Load pretrained DCP weights on a fresh dataset (step resets to 0). Supports cross-job format "job_id:checkpoint_name":
resume_info = resolve_resume(client, log_path, init_from_checkpoint="prev-job-id:step-100")
# resume_info.step == 0 (fresh start with loaded weights)
All recipe Config dataclasses expose init_from_checkpoint as a field.

log_path requirement

All recipe Config dataclasses require log_path (no default). This directory stores checkpoints.jsonl and any other run artifacts. Callers must provide it explicitly to prevent checkpoint collisions between runs:
cfg = Config(
    log_path="./my_experiment_logs",
    # ...
)

SDK: low-level checkpoint APIs

If you are writing a custom training loop without the cookbook, use these SDK methods directly.

Save and restore train state

# Save full train state (weights + optimizer) for resume
training_client.save_state("train_state_step_100")

# Restore train state for resume
training_client.load_state_with_optimizer("train_state_step_100")
save_state also accepts an optional ttl_seconds parameter for auto-expiring checkpoints.

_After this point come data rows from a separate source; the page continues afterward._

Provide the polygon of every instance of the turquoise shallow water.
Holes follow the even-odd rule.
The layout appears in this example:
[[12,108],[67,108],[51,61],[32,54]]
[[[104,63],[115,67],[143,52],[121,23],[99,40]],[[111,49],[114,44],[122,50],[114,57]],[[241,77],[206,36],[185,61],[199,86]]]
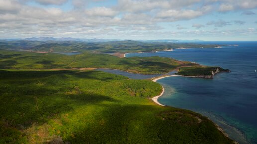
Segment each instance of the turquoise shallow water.
[[158,82],[164,85],[165,93],[158,101],[208,116],[240,144],[257,144],[257,72],[255,72],[257,70],[257,42],[203,43],[227,46],[131,53],[126,57],[172,57],[229,69],[231,73],[218,74],[213,79],[180,77],[160,79]]

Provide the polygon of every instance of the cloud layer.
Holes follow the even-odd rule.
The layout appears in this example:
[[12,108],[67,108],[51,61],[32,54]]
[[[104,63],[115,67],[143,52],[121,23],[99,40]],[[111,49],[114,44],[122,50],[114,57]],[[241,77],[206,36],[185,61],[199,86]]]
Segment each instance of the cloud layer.
[[[72,4],[69,10],[62,6],[67,2]],[[212,20],[205,24],[192,23],[190,26],[180,24],[174,27],[176,31],[171,30],[169,27],[172,26],[164,27],[160,24],[186,23],[186,21],[219,13],[240,12],[241,15],[254,16],[255,13],[252,10],[257,7],[255,0],[118,0],[114,4],[99,6],[101,2],[107,2],[103,0],[0,0],[0,37],[126,37],[127,35],[139,37],[151,32],[160,36],[166,33],[182,34],[182,32],[207,33],[211,32],[208,30],[209,32],[192,32],[188,29],[220,28],[243,25],[246,22],[237,18],[229,22]],[[98,5],[88,6],[94,3]],[[244,30],[249,31],[247,28]],[[255,29],[253,32],[256,32]]]

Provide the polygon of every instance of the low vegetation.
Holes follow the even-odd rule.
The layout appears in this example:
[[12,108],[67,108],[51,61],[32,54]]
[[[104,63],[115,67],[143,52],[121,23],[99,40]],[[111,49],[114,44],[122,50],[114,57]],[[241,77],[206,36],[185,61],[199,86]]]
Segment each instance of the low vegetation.
[[229,72],[228,69],[224,69],[220,67],[191,66],[179,68],[176,74],[183,76],[212,76],[220,72]]
[[149,99],[161,91],[97,71],[1,70],[0,144],[233,144],[207,118]]
[[84,53],[68,56],[0,50],[0,69],[63,69],[104,68],[143,74],[166,73],[178,67],[195,65],[186,61],[158,56],[119,58],[104,54]]
[[76,41],[0,41],[0,49],[45,52],[73,52],[128,53],[150,52],[177,48],[216,47],[215,44],[190,43],[143,42],[132,40],[109,42],[82,42]]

Cross-job checkpoint resolution

checkpoint_ref = training_client.resolve_checkpoint_path(
    "step-4",
    source_job_id="previous-job-id",
)
training_client.load_state_with_optimizer(checkpoint_ref)

List available checkpoints

checkpoint_names, _ = training_client.list_checkpoints()
print(checkpoint_names)  # e.g. ["step-2", "step-4"]
Cookbook users: The cookbook’s checkpoint_utils.save_checkpoint and checkpoint_utils.resolve_resume wrap these SDK methods with structured persistence to checkpoints.jsonl. Prefer the cookbook helpers when using recipes.

Operational guidance

  • First checkpoint must be base if you’re using delta chaining. The deployment needs full weights as a starting point.
  • Track your checkpoint identities. Delta hotloads reference a previous_snapshot_identity that must match what the deployment currently has loaded.
  • Keep checkpoint intervals predictable so evaluation comparisons are stable across experiments.
  • Use dcp_save_interval (cookbook) or save_dcp (SDK) to save DCP checkpoints at regular intervals for resume.
  • init_from_checkpoint (cookbook) is useful for warm-starting a new experiment from a previous run’s weights without inheriting its dataset position.